Here’s a quote highlighted by Warren Buffett during this weekend’s annual meeting in response to a question about derivatives and financial reform. It was written by economist John Maynard Keynes in his influential economic textbook “The General Theory of Employment, Interest and Money.” Back in 1936, mind you. Emphasis mine.
In one of the greatest investment markets in the world, namely, New York, the influence of speculation…is enormous. Even outside the field of finance, Americans are apt to be unduly interested in discovering what average opinion believes average opinion to be; and this national weakness finds its nemesis in the stock market. It is rare, one is told, for an American to invest, as many Englishmen still do, “for income”; and he will not readily purchase an investment except in the hope of capital appreciation. This is only another way of saying that, when he purchases an investment, the American is attaching his hopes, not so much to its prospective yield, as to a favourable change in the conventional basis of valuation, i.e. that he is, in the above sense, a speculator.

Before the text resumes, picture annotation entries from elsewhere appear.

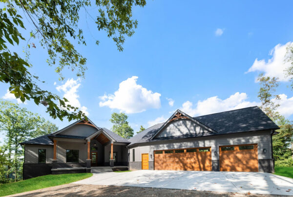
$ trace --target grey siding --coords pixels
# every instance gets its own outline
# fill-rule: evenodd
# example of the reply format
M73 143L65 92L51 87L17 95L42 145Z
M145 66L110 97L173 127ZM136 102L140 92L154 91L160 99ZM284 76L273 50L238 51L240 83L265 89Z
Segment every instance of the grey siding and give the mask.
M87 158L87 144L84 142L57 141L57 160L58 163L66 163L66 150L78 150L79 163L85 163Z
M141 154L148 153L148 160L153 161L153 151L157 150L175 149L193 147L211 147L212 160L219 160L219 146L258 144L258 159L271 159L270 131L263 131L221 136L203 137L185 139L149 142L129 149L130 161L132 161L132 149L135 149L135 161L141 162ZM263 149L267 149L263 153ZM217 152L216 155L214 152Z
M93 127L84 125L76 125L59 133L62 135L87 137L98 130Z
M177 120L171 122L156 137L167 137L170 136L181 135L190 133L196 133L200 135L201 133L210 132L188 119Z
M105 147L105 162L109 162L109 153L111 152L111 144L108 144ZM125 146L115 145L113 146L113 152L117 152L118 162L128 162L128 150Z
M52 163L53 159L53 146L25 145L25 163L38 163L39 149L46 149L46 163Z

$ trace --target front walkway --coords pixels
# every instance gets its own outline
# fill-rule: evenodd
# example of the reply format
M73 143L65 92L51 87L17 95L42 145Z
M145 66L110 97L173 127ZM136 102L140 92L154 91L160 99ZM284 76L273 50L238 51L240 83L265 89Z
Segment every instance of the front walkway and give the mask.
M93 174L72 183L293 195L293 179L265 173L139 170Z

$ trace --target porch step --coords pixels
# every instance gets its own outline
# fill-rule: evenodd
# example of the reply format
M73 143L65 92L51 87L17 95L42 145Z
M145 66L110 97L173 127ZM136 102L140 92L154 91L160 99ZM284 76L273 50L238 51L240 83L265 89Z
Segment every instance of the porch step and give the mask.
M91 169L90 172L92 173L111 173L113 172L111 168L106 168L102 169Z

Speculators may do no harm as bubbles on a steady stream of enterprise. But the position is serious when enterprise becomes the bubble on a whirlpool of speculation. When the capital development of a country becomes a by-product of the activities of a casino, the job is likely to be ill-done. The measure of success attained by Wall Street, regarded as an institution of which the proper social purpose is to direct new investment into the most profitable channels in terms of future yield, cannot be claimed as one of the outstanding triumphs of laissez-faire capitalism — which is not surprising, if I am right in thinking that the best brains of Wall Street have been in fact directed towards a different object.